İlahi emir ve yasaklar hikmetlere değil, illetlere bağlıdır. İllet ise doğrudan doğruya Allah’ın emir veya nehyidir.
"Mesâil-i şeriattan bir kısmına 'taabbüdî' denilir, aklın muhakemesine bağlı değildir, emrolduğu için yapılır. İlleti, emirdir."
"Bir kısmına 'makulü'l-mana' tabir edilir. Yani bir hikmet ve bir maslahatı var ki, o hükmün teşriine müreccih olmuş; fakat sebep ve illet değil. Çünkü hakiki illet, emir ve nehy-i İlahidir." (Mektubat, Yirmi Dokuzuncu Mektup, Birinci Kısım.)
İbadetlerin bir kısmı makuliyet ile yani akıl ile izah edilemez. Akıl bu ibadette hiçbir makul ve faydalı bir şey bulmasa bile, o ibadet aynen devam eder ve yapılması zaruridir. Bu tarz ibadetlere taabbüdî deniliyor. Namazın birtakım hareketleri, oruçtaki birtakım hâller, tesbihin otuz üç defa çekilmesi, haccın bir kısım menasiki gibi ibadetler akıl ve makuliyet ile izah edilemezler, ama yapılmaları zarurîdir.

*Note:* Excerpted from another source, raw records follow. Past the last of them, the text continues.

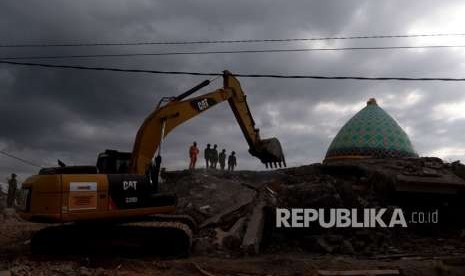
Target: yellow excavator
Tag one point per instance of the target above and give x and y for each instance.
(123, 187)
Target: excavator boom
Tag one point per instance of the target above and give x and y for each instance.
(177, 111)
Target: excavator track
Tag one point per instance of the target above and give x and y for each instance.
(130, 239)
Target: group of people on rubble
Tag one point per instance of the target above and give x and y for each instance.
(212, 157)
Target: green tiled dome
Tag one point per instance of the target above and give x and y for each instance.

Bir de mâkuliyet ciheti, yani aklî ciheti ağır basan ibadetler vardır. Yani hikmet ve maslahat o ibadetin emredilmesinde mühim bir sebep haline gelmiştir. Yalnız şu var ki, hikmet ve fayda onun emredilmesinde ne kadar mühim de olsa, asıl emredilme illeti olan nehiy ve emir yerine geçemez.

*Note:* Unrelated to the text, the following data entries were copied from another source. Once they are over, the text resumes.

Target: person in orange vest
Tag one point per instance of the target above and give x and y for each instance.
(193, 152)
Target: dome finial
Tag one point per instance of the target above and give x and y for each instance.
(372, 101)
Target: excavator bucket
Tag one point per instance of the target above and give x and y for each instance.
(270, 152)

Mesela, zekât ve sadaka, zengin ile fakir arasında içtimai açıdan çok hayatî bir maslahat ve hikmettir. Belki malî ibadetlerin, şeriatın bir kanunu olmasında bu maslahatların mühim bir hissesi vardır. Ancak bu ibadetlerin yapılmasındaki asıl maksad, Allah’ın emri olmasıdır.
Selam ve dua ile...
Sorularla Risale Editörü
Yorumlar
Zaruret şartları oluşmadığı sürece birbirlerinin yerine sayılmazlar. (Bu sayılış da ancak dört mezhep fıkhının bize emrettiği sınırlar içindedir elbette.) Malum ya, müzmin sağlık sorunları nedeniyle oruç tutamayan birisi, yerine fidye verebilir mesela. Lakin bayramda kurban değil de, sadaka veremez.